The aim of TrainTrack is simple: Given any set of self-contained [Pytorch Lightning](https://github.com/PyTorchLightning/pytorch-lightning) modules, run them in a serial and trackable way. 

At its heart, TrainTrack is nothing more than a loop over the stages defined in a `pipeline.yaml` configuration file. However, it can also handle data processing steps (i.e. non-trainable modules), automatically creates grid scans over combinations of hyperparameters, logs training with (currently) either Tensorboard or Weights & Biases, and can run separate, dependent Slurm batch jobs. It also has an opinionated approach to how data is passed from stage to stage, via Lightning callbacks. In this way, the only code that needs to be written is Lightning modules, all other boilerplate and tracking is handled by TrainTrack. 

## Example

**Todo**

<!-- ## Objectives

1. To abstract away the engineering required to run multiple stages of training and inference with combinations of hyperparameter configurations. [Pytorch Lightning](https://github.com/PyTorchLightning/pytorch-lightning) is used for this, and is a good start, but this library extends Lightning to multiple modules run in series in some dependent way.
2. To present a set of templates, best practices and results gathered from significant trial and error, to speed up the development of others in the domain of machine learning for high energy physics. We focus on applications specific to detector physics, but many tools can be applied to other areas, and these are collected in an application-agnostic way in the [Tools](https://hsf-reco-and-software-triggers.github.io/Tracking-ML-Exa.TrkX/tools/overview/) section.

### Disclaimer:

This repository has been functional, but ugly.

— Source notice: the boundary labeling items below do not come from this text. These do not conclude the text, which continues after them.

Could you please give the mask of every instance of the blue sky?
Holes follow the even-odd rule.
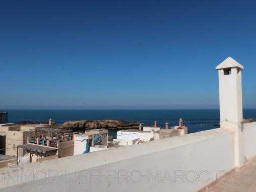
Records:
[[[254,1],[0,3],[0,109],[217,109],[243,65],[256,108]]]

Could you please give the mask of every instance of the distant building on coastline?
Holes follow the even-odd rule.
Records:
[[[126,146],[157,140],[165,138],[184,135],[188,133],[188,128],[183,125],[183,120],[180,119],[179,125],[169,128],[166,122],[165,129],[161,129],[156,121],[152,126],[143,127],[140,125],[139,130],[126,129],[117,132],[117,139],[119,145]]]
[[[0,124],[8,123],[8,112],[0,112]]]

It is moving to an "alpha" version which follows many conventions and should be considerably more stable and user-friendly. This transition is expected before May 2021. Please be a little patient if using before then, and if something is broken, pull first to make sure it's not already solved, then post an issue second.

## Intro

To start as quickly as possible, clone the repository, [Install](https://hsf-reco-and-software-triggers.github.io/Tracking-ML-Exa.TrkX/pipelines/quickstart) and follow the steps in [Quickstart](https://hsf-reco-and-software-triggers.github.io/Tracking-ML-Exa.TrkX/pipelines/quickstart). This will get you generating toy tracking data and running inference immediately. Many of the choices of structure will be made clear there. If you already have a particle physics problem in mind, you can apply the [Template](https://hsf-reco-and-software-triggers.github.io/Tracking-ML-Exa.TrkX/pipelines/choosingguide.md) that is most suitable to your use case.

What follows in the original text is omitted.